Strange but True Foreign Purchases of JGBs Have Matched Japanese Purchases of Foreign Bonds Over the Last 6 Years


How Fed Tightening and the Flattening of the Curve Upset the Asian Apple Cart

The Asian insurers’ strategy hinged in large part on an upward sloping U.S. curve—it was part of a global search for “steepness.” Borrowing (hedging) short and lending (or investing) long only works if there is a term premium.

And, well, there isn’t anymore.

That poses a problem for the Asian insurers.

Some have responded by buying U.S. bonds unhedged.

Others have scaled back their hedging as it became difficult to make a return (at least a large return) on a fully hedged book. Taiwan’s insurers and Nippon life for example.

And others have been taking more credit risk, emulating, in a sense, the strategy of “Nochu”—a Japanese cooperative bank for fishers and farmers that has become the world’s largest source of demand for collateralized loan obligations (which have a floating interest rate). Nochu generally buys on a hedged basis, and with floating rate obligations, it isn’t taking on a duration mismatch—it is just taking on credit risk, and the risk that it might face a state of the world where it cannot rollover its hedges.**

That all feels similar to what European banks were doing prior to the global financial crisis. Back then European banks were running up their holdings of dollar securities. Those holdings were “funded” by taking in short-term dollars—whether by collecting dollar deposits from the world’s big central banks, selling short-term paper to U.S. money market funds, or swapping euros for dollars in the cross-currency swap market. And they kept buying even as the curve flattened.

The banks were then left doubly exposed when conditions turned. They needed short-term funding, which they couldn’t get. And the value of the long-term assets that they had bought with their short-term funds was plummeting, so they also needed capital. Especially as the market for complex mortgage backed securities dried up, so the banks really couldn’t sell their assets into the market easily. They needed to be able to ride out the worst of the crisis…something that they could do only through a combination of central bank dollar funding (direct from the Fed, and through the famous swap lines) and the willingness (at the time) of European governments to inject capital into their banking system.*

Asian insurers are actually now taking on those risks plus a certain amount of outright currency risk—those insurers that have reduced their hedge ratio would take losses if their home currencies ever were to appreciate against the dollar. They consequently would need to rollover the hedged part of their book even as they were taking losses on their unhedged book that reduces their capital.
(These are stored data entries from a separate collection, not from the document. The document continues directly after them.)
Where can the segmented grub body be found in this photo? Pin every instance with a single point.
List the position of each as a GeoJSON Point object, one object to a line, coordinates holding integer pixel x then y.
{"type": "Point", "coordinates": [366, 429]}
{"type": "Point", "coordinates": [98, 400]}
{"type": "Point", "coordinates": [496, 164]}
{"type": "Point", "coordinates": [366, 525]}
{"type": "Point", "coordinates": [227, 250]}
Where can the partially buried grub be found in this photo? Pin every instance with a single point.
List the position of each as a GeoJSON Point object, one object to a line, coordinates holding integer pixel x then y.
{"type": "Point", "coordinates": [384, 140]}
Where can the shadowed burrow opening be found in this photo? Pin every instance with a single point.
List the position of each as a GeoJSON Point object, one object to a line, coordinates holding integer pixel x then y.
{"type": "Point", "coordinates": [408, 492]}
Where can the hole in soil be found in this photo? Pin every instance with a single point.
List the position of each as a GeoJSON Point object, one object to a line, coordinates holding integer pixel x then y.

The Financial Stability Risks Are Fairly Obvious

It isn’t that hard to figure out that Asia’s insurers are taking on a new set of risks as the size of their foreign bond portfolio rises. But domestic regulators in the “source” country are conflicted. Their insurers would face an immediate problem with their income if they were not able to buy foreign bonds. In fact, in Taiwan, it is a bit worse than this—the regulators have allowed the insurers to hedge less as the cost of hedging increased to help the insurers keep their income up. And in Taiwan’s case, the “equilibrium” is one where the insurers need to keep adding to their risk to keep the game going, as the Taiwan dollar likely would appreciate without the unhedged outflow from the insurers. At least absent of intervention by the Central Bank of the Republic of China (Taipei).

So I hope the global regulators in the countries that are the destination for these flows are also taking notice.

 

* That said, in one sense, the Asian insurers aren’t analogous to European banks. Europe didn’t hold that many reserves going into the crisis, while most Asian countries aren’t short reserves. That means their central bank could be the dollar lender of last resort (or hedge counterparty of last resort) to their insurers even without the help of the Fed and its famous swaps lines.

** Concentrated Ambiguity provided an excellent, highly detailed overview of Asian institutional demand for U.S. bonds in a post last summer.